Washing the dishes to wash the dishes
Thirty years ago, when I was still a novice at Tu Hieu Pagoda, washing the dishes was hardly a pleasant task. During the Season of Retreat when all the monks returned to the monastery, two novices had to do all the cooking and wash the dishes for sometimes well over one hundred monks. There was no soap. We had only ashes, rice husks, and coconut husks, and that was all. Cleaning such a high stack of bowls was a chore, especially during the winter when the water was freezing cold. Then you had to heat up a big pot of water before you could do any scrubbing. Nowadays one stands in a kitchen equipped with liquid soap, special scrubpads, and even running hot water which makes it all the more agreeable. It is easier to enjoy washing the dishes now. It is easier to enjoy washing dishes now.

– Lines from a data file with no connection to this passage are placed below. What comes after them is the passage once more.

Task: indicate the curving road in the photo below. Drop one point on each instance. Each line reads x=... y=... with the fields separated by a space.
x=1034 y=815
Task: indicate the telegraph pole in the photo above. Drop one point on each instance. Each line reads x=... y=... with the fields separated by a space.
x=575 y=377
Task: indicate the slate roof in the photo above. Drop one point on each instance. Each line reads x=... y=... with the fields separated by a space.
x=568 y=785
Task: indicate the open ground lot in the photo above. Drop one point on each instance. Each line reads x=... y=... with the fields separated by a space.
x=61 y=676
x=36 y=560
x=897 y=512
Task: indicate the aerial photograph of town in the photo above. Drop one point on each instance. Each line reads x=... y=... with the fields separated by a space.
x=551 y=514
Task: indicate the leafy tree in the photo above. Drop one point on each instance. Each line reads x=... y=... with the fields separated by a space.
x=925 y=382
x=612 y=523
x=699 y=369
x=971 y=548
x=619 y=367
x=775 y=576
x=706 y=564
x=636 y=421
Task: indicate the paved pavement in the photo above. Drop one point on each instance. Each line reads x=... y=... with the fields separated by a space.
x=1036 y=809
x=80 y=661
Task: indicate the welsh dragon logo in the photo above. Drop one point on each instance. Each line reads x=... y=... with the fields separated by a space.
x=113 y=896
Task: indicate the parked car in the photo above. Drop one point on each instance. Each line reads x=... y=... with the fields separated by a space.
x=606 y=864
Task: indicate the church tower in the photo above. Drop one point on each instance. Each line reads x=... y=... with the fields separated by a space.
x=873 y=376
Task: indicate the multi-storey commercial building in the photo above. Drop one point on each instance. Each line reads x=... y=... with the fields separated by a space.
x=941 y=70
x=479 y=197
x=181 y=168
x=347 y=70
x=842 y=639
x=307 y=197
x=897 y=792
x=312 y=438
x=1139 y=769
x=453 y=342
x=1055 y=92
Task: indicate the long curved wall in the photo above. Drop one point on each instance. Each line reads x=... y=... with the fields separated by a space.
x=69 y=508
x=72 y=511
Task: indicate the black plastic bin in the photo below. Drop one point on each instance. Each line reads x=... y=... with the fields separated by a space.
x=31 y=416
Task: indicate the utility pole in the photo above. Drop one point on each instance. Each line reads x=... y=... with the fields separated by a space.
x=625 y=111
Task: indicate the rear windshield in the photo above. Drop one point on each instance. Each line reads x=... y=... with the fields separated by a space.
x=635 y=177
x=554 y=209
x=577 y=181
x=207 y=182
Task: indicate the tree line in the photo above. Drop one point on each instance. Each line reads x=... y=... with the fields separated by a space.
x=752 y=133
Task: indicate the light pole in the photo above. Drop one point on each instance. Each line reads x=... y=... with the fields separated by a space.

While washing the dishes one should only be washing the dishes, which means that while washing the dishes one should be completely aware of the fact that one is washing the dishes. At first glance, that might seem a little silly: why put so much stress on a simple thing? But that’s precisely the point. The fact that I am standing there and washing these bowls is a wondrous reality. I’m being completely myself, following my breath, conscious of my presence, and conscious of my thoughts and actions. There’s no way I can be tossed around mindlessly like a bottle slapped here and there on the waves.
The cup in your hands
In the United States, I have a close friend named Jim Forest. When I first met him eight years ago, he was working with the Catholic Peace Fellowship. Last winter, Jim came to visit. I usually wash the dishes after we’ve finished the evening meal, before sitting down and drinking tea with everyone else. One night, Jim asked if he might do the dishes. I said, ‘Go ahead, but if you wash the dishes you must know the way to wash them.” Jim replied, “Come on, you think I don’t know how to wash the dishes?” I answered, “There are two ways to wash the dishes. The first is to wash the dishes in order to have clean dishes and the second is to wash the dishes in order to wash the dishes.” Jim was delighted and said, “I choose the second way—to wash the dishes to wash the dishes.” From then on, Jim knew how to wash the dishes. I transferred the “responsibility” to him for an entire week.
If while washing the dishes, we think only of the cup of tea that awaits us, thus hurrying to get the dishes out of the way as if they were a nuisance, then we are not “washing the dishes to wash the dishes.” What’s more, we are not alive during the time we are washing the dishes. In fact, we are completely incapable of realizing the miracle of life while standing at the sink. If we can’t wash the dishes, the changes are we won’t be able to drink our tea either. While drinking the cup of tea, we will only be thinking of other things, barely aware of the cup in our hands. Thus, we are sucked away into the future—an incapable of actually living one minute of life.